45 U.S.C. § 741 Formation and Structure

LibraryUnited States Statutes
Edition2023
CurrencyCurrent through P.L. 118-34 (published on www.congress.gov on 12/26/2023), except for [P. L. 118-31]
Year2023
Citation45 U.S.C. § 741

(a) Establishment

There shall be established within 300 days after January 2, 1974, in accordance with the provisions of this section, a corporation to be known as the Consolidated Rail Corporation or such other corporate name as may be duly adopted by the Corporation.

(b) Status

The Corporation shall be a for-profit corporation established under the laws of a State and shall not be an agency or instrumentality of the Federal Government. The Corporation shall be deemed a rail carrier subject to part A of subtitle IV of title 49, shall be subject to the provisions of this Act and, to the extent not inconsistent with such Act and subtitle IV of title 49, shall be subject to applicable State law. The principal office of the Corporation or of its principal railroad operating subsidiary shall be located in Philadelphia in the Commonwealth of Pennsylvania.

(c) Incorporators

(1) The members of the executive committee of the Association shall be the incorporators of the Corporation and shall take whatever steps are necessary to establish the Corporation, including the filing of articles of incorporation.

(2) Notwithstanding any provision of State law, after February 5, 1976, the members of the executive committee of the Association (including duly authorized representatives of members who are authorized by this chapter to be represented) and the chief executive officer and chief operating officer of the Corporation shall adopt the bylaws of the Corporation and serve as the Board of Directors of the Corporation until all members of the Board of Directors of the Corporation have been selected in accordance with subsection (d) of this section. The chief executive officer shall serve as chairman of such Board until a chairman thereof is selected pursuant to subsection (d) of this section, after which time such chairman shall serve at the pleasure of such Board.

(d) Board of Directors

(1) Notwithstanding any provision of State law, the articles of incorporation and bylaws of the Corporation shall provide that the Board of Directors of the Corporation shall consist of 13 members selected in accordance with the articles and bylaws of the Corporation, as follows:

(A) six individuals selected by the holders of the Corporation's debentures and series A preferred stock voting as one class, with every $100 principal amount of debentures, and every $100 liquidation amount of series A preferred stock each receiving one vote for directors;

(B) three individuals selected by the holders of the Corporation's series B preferred stock; and

(C) two individuals selected by the holders of the Corporation's common stock.
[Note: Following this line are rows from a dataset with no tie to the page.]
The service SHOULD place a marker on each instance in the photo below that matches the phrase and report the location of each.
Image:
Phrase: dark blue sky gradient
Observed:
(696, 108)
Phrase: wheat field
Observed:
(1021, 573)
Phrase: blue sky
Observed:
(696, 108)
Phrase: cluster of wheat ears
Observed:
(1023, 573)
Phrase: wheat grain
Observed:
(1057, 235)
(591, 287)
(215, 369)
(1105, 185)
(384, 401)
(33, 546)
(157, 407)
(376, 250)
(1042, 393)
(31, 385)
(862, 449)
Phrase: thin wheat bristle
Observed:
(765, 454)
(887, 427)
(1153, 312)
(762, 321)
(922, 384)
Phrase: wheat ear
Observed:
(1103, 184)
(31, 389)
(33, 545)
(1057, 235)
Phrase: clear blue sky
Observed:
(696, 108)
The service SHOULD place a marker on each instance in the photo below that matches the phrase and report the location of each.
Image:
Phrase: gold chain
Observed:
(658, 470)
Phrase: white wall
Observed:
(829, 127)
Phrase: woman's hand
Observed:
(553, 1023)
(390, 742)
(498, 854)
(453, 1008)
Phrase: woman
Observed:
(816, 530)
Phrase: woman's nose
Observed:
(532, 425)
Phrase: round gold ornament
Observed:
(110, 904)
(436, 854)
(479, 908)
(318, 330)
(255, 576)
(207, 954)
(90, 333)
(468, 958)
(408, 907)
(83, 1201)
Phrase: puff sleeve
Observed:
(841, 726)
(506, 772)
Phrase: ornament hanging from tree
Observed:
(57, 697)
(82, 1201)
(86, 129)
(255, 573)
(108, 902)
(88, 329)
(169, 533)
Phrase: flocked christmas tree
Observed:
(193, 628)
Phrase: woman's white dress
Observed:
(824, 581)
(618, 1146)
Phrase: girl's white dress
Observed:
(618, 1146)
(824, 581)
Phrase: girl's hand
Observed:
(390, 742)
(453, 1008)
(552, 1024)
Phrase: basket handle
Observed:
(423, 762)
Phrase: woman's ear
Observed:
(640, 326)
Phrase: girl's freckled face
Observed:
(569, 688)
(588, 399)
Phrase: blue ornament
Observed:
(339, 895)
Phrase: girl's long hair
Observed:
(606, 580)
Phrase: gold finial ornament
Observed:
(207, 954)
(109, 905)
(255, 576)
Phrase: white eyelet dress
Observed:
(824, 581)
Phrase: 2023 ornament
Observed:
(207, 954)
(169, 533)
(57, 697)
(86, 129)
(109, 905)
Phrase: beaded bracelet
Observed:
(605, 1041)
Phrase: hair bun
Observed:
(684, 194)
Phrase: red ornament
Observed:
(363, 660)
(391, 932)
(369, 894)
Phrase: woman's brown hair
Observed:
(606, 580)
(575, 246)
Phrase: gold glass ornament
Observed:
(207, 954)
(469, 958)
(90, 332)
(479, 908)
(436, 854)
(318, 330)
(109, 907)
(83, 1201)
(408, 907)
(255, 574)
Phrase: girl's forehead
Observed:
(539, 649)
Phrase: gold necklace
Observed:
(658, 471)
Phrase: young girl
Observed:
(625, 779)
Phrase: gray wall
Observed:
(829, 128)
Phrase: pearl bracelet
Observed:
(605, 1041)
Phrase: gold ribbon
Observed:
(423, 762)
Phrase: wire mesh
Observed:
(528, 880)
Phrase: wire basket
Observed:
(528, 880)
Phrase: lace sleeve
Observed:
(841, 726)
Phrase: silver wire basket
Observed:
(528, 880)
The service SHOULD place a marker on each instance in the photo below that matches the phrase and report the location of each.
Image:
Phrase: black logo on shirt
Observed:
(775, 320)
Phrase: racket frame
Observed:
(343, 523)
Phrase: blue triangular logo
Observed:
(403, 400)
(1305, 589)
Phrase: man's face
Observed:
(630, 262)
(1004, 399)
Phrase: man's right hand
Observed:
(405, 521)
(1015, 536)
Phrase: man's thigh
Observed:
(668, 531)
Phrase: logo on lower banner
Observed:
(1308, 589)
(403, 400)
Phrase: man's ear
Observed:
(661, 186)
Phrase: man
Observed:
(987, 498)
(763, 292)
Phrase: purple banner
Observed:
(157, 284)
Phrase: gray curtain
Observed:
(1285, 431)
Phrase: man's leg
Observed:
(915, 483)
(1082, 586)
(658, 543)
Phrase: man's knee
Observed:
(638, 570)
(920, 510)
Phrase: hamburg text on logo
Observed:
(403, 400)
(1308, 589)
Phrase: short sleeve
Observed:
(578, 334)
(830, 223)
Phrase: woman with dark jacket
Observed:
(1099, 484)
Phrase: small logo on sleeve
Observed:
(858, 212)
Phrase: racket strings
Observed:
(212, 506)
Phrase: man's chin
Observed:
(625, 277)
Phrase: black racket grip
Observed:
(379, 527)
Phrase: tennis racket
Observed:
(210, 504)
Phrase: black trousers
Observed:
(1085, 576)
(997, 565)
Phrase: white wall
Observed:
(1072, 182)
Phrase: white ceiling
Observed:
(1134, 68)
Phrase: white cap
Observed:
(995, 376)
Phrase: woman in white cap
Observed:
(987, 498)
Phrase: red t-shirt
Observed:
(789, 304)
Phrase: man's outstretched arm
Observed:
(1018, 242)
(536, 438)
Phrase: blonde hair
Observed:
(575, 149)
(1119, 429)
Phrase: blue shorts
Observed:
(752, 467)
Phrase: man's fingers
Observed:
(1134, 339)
(2) The chief executive officer and the chief operating officer of the Corporation shall also serve on the Board, but the chief executive officer and chief operating officer of the Corporation shall not be entitled to vote on the election or removal of either. In the event a vacancy occurs on the Board of Directors due to death, disability or resignation of a director, such vacancy shall be filled only by a vote of the holders of the class of securities that initially elected such director.

(e) Initial capitalization

(1) The Corporation is authorized to issue debentures, series A preferred stock, series B preferred stock, common stock, contingent interest notes, and other securities.

(2) Debentures and series A preferred stock shall be issued initially to the Association. Series B preferred stock and common stock shall be issued initially to the estates of railroads in reorganization in the region, to railroads leased, operated, and controlled by railroads in reorganization in the region, and to other persons leased, operated or controlled by a railroad in reorganization who are transferors of rail properties in exchange for rail properties transferred to the Corporation pursuant to the final system plan. Notwithstanding any other provisions of State or Federal law, the series B preferred stock and common stock shall have terms and conditions not inconsistent with the final system plan. As a condition of its investment in the Corporation, the Association may require that the Corporation adopt limitations consistent with the final system plan on the circumstances under which dividends on the series B preferred stock and common stock are payable so long as any of the debentures or series A preferred stock are outstanding. Notwithstanding anything to the contrary in the final system plan, the initial authorized number of shares of series B preferred stock may be 35,000,000, and the Corporation may issue initially for the purpose of the deposit required under section 743(a)(1) of this title such numbers of shares of series B preferred and common stock as the Association shall certify to the Special Court pursuant to section 719(c)(1)(3) 1 of this title, including any modifications in such numbers of shares as may be ordered by the Special Court for the purpose of, and in connection with, such deposit and certification.